Wei Gao,Yuheng Zhao,Dilxat Muhtar,Dakai An,Xuchun Shang,Tianyuan Wu,Lunxi Cao,Shaopan Xiong,Weixun Wang,Ju Huang,Teng Ma,Siran Yang,Jiamang Wang,Lin Qu,Bo Zheng,Wei Wang

from arxiv, 19 pages, 15 figures

Agentic reinforcement learning (RL) has emerged as a key driver for improving the multi-step reasoning and tool-use capabilities of LLMs. However, its efficiency is bottlenecked by long-tail rollouts with multi-turn environment interactions, making static GPU provisioning a poor fit: overprovisioning wastes GPUs on stragglers, while underprovisioning increases contention and slows training. We observe that production serving clusters routinely leave substantial GPU compute and memory headroom. Based on this observation, we argue for cooperative elasticity: opportunistically repurposing underutilized serving GPUs to execute rollouts. Realizing cooperative elasticity is non-trivial because it must preserve serving Service Level Objectives (SLOs) under bursty traffic and minimize communication overhead. To address these challenges, we present ROSE, a cooperative, resource-elastic post-training system that safely harvests idle compute and memory on serving GPUs to accelerate agentic RL rollouts. ROSE consists of three components: (1) an SLO-safe co-serving executor that improves rollout throughput while preserving serving SLOs through efficient GPU memory and compute sharing; (2) a cross-cluster weight transfer engine that leverages weight shards and sparsity for fast weight synchronization across clusters; and (3) an elastic rollout scheduler that dynamically provisions cooperative capacity and routes trajectory rollouts across dedicated rollout GPUs and opportunistic serving GPUs. Experiments across multiple model sizes and cluster scales show that ROSE improves average end-to-end throughput by 1.20-3.31 x compared with state-of-the-art resource-fixed and elastic baselines.

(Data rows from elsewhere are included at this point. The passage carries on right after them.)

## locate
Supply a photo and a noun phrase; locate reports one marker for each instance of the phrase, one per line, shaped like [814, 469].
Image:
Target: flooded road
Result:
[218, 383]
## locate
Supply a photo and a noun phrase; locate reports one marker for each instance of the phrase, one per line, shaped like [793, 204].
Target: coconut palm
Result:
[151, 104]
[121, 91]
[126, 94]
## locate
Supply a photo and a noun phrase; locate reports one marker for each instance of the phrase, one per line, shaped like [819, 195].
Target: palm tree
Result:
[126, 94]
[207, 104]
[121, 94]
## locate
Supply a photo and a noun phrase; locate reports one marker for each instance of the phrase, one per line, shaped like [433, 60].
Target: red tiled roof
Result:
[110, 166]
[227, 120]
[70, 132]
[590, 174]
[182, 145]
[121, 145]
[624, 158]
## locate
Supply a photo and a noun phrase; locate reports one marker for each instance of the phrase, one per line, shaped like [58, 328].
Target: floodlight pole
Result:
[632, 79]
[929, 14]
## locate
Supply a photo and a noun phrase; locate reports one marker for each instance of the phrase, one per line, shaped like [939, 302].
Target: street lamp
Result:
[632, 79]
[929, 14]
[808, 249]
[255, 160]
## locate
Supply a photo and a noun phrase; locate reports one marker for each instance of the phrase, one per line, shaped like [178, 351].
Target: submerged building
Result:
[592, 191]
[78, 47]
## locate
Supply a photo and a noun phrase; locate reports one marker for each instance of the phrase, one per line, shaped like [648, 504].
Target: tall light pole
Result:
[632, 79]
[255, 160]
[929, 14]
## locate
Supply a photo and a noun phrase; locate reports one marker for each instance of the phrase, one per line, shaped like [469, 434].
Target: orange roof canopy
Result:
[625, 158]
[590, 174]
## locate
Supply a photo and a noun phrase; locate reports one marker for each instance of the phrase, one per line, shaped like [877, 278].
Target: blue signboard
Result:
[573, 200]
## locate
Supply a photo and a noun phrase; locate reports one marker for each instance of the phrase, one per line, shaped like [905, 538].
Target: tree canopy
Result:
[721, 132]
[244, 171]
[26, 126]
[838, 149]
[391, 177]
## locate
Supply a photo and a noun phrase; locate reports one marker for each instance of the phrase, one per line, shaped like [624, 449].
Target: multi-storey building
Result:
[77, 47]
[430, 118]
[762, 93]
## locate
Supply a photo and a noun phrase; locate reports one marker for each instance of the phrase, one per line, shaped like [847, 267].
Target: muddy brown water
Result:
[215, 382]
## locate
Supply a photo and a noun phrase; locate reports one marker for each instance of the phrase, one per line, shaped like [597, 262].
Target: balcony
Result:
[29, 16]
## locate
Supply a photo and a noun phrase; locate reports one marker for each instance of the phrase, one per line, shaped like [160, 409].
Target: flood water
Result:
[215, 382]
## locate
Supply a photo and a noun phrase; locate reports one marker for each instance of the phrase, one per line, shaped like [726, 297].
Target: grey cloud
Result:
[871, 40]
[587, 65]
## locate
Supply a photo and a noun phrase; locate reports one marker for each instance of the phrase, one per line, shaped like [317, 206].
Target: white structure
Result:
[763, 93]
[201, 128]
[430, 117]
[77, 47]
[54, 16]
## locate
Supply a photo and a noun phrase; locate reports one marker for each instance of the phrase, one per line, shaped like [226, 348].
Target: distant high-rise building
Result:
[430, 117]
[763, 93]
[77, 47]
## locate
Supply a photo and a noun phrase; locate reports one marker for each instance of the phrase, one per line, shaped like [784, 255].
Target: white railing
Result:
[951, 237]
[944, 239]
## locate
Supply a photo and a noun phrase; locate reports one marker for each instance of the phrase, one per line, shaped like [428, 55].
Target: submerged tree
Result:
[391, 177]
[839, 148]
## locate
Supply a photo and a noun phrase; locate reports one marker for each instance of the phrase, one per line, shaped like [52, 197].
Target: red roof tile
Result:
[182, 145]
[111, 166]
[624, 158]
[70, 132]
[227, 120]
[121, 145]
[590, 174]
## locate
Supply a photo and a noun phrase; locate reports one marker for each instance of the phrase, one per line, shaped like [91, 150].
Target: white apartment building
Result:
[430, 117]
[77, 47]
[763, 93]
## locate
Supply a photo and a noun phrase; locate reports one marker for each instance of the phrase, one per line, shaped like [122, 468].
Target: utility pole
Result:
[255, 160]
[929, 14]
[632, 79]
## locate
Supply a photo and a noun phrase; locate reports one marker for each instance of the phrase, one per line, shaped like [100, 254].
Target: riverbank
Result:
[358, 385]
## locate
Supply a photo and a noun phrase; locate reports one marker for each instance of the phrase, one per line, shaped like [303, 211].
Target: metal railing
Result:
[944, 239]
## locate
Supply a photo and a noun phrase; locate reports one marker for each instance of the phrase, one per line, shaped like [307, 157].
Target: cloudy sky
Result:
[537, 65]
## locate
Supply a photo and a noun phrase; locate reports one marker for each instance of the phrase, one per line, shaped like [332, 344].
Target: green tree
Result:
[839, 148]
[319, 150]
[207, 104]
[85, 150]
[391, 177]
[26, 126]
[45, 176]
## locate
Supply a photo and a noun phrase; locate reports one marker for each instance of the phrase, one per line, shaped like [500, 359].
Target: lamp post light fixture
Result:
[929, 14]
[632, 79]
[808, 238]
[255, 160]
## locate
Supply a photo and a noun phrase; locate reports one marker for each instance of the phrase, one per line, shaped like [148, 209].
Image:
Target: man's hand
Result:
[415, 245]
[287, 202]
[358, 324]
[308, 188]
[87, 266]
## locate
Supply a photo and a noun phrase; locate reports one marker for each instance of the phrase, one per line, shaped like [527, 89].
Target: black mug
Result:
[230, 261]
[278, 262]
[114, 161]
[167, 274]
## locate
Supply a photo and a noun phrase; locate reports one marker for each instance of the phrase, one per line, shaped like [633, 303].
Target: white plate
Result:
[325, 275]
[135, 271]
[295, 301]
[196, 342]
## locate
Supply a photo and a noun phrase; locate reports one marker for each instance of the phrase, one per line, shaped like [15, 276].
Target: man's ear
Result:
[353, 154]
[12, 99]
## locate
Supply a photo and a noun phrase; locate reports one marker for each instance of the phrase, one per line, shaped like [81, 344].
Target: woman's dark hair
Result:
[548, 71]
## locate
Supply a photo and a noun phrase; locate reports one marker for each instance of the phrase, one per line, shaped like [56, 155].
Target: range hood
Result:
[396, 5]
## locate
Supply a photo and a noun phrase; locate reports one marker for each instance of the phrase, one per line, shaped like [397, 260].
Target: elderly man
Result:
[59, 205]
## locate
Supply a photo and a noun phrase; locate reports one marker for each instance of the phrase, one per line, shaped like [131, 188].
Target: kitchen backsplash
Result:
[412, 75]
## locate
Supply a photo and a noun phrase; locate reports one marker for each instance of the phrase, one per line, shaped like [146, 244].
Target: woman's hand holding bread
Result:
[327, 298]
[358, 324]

翻译：智能体强化学习已成为提升大语言模型多步推理与工具调用能力的关键驱动力。然而，其效率受限于涉及多轮环境交互的长尾推演过程，使得静态GPU资源配置难以适配：过度配置会在掉队节点上浪费GPU资源，而配置不足则会增加竞争并减慢训练速度。我们观察到生产环境中的服务集群通常保留大量空闲GPU算力和内存。基于这一观察，我们提出协作弹性机制：机会性地复用利用不足的服务GPU来执行推演任务。实现协作弹性面临显著挑战，因为系统必须保证突发流量下的服务等级目标（SLO）并最小化通信开销。为解决这些问题，我们提出ROSE——一个协作式、资源弹性的后训练系统，能够安全地利用服务GPU上的空闲算力与内存来加速智能体强化学习的推演过程。ROSE包含三个组件：(1)SLO安全协同执行器，通过高效的GPU内存与计算共享技术，在保证服务SLO的同时提升推演吞吐量；(2)跨集群权重传输引擎，利用权重分片与稀疏性实现跨集群的快速权重同步；(3)弹性推演调度器，动态配置协作容量，并将轨迹推演任务路由至专用推演GPU与机会性服务GPU。在多种模型规模与集群规模下的实验表明，与最先进的资源固定与弹性基线相比，ROSE将平均端到端吞吐量提升了1.20-3.31倍。